Do sytuacji odniósł się również poseł PiS Jacek Sasin, który na portalu X napisał, że wiceminister złamał prawo agitując podczas ciszy wyborczej. "Prawo, jak oni je rozumieją – to bezczelność, bezkarność i pogarda dla obywateli. Pycha kroczy przed upadkiem" - podkreślił Sasin.
Zachowanie Myrchy komentuje szef PKW
Przewodniczący PKW Sylwester Marciniak odnosząc się do sprawy Arkadiusza Myrchy, który miał udostępnić grafikę wyborczą podczas ciszy wyborczej powiedział, że osoby, które zajmują funkcje publiczne powinny świecić przykładem. Takie zachowanie jest niedopuszczalne - dodał.
Podczas konferencji prasowej PKW, w niedzielę, 18 maja, jej przewodniczący przekazał, że otrzymał informację z Obwodowej Komisji Wyborczej w Tarnowie, gdzie część wyborców uznała, że karty do głosowania zostały sfałszowane, ponieważ miały ścięty górny róg.
"Prawy górny róg karty do głosowania jest we wszystkich kartach ścięty. Jest to element ułatwiający dla wyborców, którzy używają nakładek na karty do głosowania sporządzonych w alfabecie Braille'a" - zapewnił Marciniak.
Marciniak zaznaczył, że odnotowano także dwa "nie do końca potwierdzone" przypadki udziału członków komisji wyborczych w stanie wskazującym na użycie alkoholu.

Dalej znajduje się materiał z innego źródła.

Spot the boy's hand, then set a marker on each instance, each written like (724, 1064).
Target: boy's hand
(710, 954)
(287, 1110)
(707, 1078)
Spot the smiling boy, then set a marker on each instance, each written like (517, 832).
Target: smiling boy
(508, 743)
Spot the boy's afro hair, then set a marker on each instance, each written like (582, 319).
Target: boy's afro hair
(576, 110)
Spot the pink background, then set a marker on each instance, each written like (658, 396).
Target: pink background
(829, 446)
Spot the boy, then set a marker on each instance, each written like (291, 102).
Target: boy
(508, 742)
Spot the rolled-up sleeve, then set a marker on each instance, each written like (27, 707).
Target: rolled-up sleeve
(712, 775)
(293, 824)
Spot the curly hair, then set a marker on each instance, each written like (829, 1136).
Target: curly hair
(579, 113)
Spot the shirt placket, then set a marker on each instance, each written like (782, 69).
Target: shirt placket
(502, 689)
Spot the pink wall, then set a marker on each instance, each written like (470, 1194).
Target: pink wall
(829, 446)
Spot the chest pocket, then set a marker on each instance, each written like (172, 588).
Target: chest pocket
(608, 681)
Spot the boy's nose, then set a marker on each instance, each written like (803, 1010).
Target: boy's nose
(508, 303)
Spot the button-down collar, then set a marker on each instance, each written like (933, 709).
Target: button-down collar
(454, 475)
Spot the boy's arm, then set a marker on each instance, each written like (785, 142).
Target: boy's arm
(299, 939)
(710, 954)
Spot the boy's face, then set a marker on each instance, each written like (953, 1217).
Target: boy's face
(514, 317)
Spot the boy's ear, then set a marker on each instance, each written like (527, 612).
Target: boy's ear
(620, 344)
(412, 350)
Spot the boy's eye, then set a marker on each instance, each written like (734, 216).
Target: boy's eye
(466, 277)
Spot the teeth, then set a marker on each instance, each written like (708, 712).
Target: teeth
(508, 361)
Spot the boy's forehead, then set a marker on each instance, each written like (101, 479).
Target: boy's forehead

"W jednym przypadku kiedy zastępca przewodniczącego odprowadzał członka komisji na komisariat policji, żeby sprawdzić, czy nie jest w stanie nietrzeźwości, ten członek po prostu uciekł. W drugim przypadku (...) wykazano 0,18 promila alkoholu" - powiedział.
Marciniak odniósł się też do sprawy wiceministra sprawiedliwości Arkadiusza Myrchy, który miał udostępnić podczas ciszy wyborczej grafikę zachęcającą do głosowania na popieranego przez niego kandydata.
"Jeżeli chodzi o osoby, które zajmują funkcje publiczne (...) powinny świecić przykładem (...). Takie zachowanie jest niedopuszczalne" - ocenił.
Dodał, że jeśli zarzuty się potwierdzą, to taka osoba powinna ponieść odpowiedzialność za wykroczenie lub przestępstwo.
Cisza wyborcza
Cisza wyborcza rozpoczęła się o północy 16 maja, czyli na 24 godziny przed dniem głosowania i trwa do niedzieli 18 maja do godz. 21. Każda forma publicznego zachęcania i nakłaniania do głosowania stanowi naruszenie ciszy wyborczej. Zabronione jest również publikowanie sondaży. Złamanie zakazów grozi karą grzywny.